DD283497A7 - PROCESS FOR PREPARING TRIETHYLBENZYLAMMONIUM CHLORIDE - Google Patents

Abstract

The invention relates to a process for the preparation of triethylbenzylammonium chloride, which has meaning as a phase transfer catalyst and as a chlorination catalyst. The process is characterized in that the compounds triethylamine and benzyl chloride are reacted in a solvent mixture of toluene, acetone and dimethylformamide {triethylbenzylammonium chloride; triethylamine; benzyl chloride; inert solvent; toluene; Acetone; dimethylformamide; Solvent mixture,; Phase transfer catalyst; chlorination}

Description

Application of the invention

The invention relates to a process for the preparation of triethylbenzylammonium chloride of the formula

? 2 ^H ^

N i

Cl

This compound is an important phase transfer catalyst. Furthermore, the compound finds application as a chlorination catalyst, especially in the chlorination of complex heterocycles with PCU.

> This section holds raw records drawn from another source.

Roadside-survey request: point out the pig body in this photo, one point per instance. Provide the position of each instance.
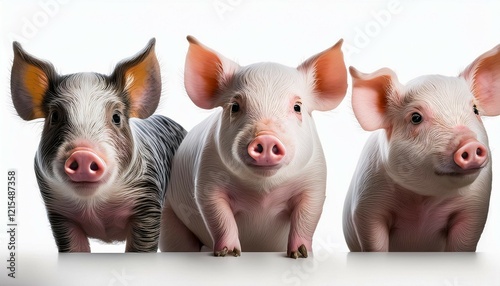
(252, 176)
(102, 173)
(423, 181)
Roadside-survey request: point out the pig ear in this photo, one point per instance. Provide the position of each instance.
(484, 76)
(29, 82)
(369, 96)
(205, 73)
(140, 78)
(330, 77)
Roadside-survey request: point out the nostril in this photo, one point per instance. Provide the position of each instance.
(259, 148)
(74, 165)
(276, 150)
(479, 151)
(94, 166)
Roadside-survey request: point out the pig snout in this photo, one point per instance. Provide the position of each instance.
(266, 150)
(471, 155)
(84, 166)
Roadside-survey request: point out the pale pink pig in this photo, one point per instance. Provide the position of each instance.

Characteristic of the known state of the art

From DD-PS 208147 a technically feasible process for the preparation of I is known. In this case, triethylamine II is reacted with benzyl chloride III.

The reaction takes place partly in a ketone, preferably acetone. Equimolar amounts of II and III are used for the reaction.

In a particular embodiment, after a certain reaction time I between isolates and the not yet reacted Ausgangegemisch cooked until complete reaction again for a long time.

The resulting I is formed in a finely crystalline form. An intermediate insulation is necessary because the resulting I severely restricts or no longer allows stirring. A considerable disadvantage of this procedure, in addition to the still long reaction time and the not inconsiderable technical operations, the intermediate isolation. Due to the Dickwerden of the reaction mixture poor mixing is achieved and the intermediate isolation acts unreacted starting material III very strong mucous membrane irritant. Working with breathing apparatus is therefore absolutely necessary.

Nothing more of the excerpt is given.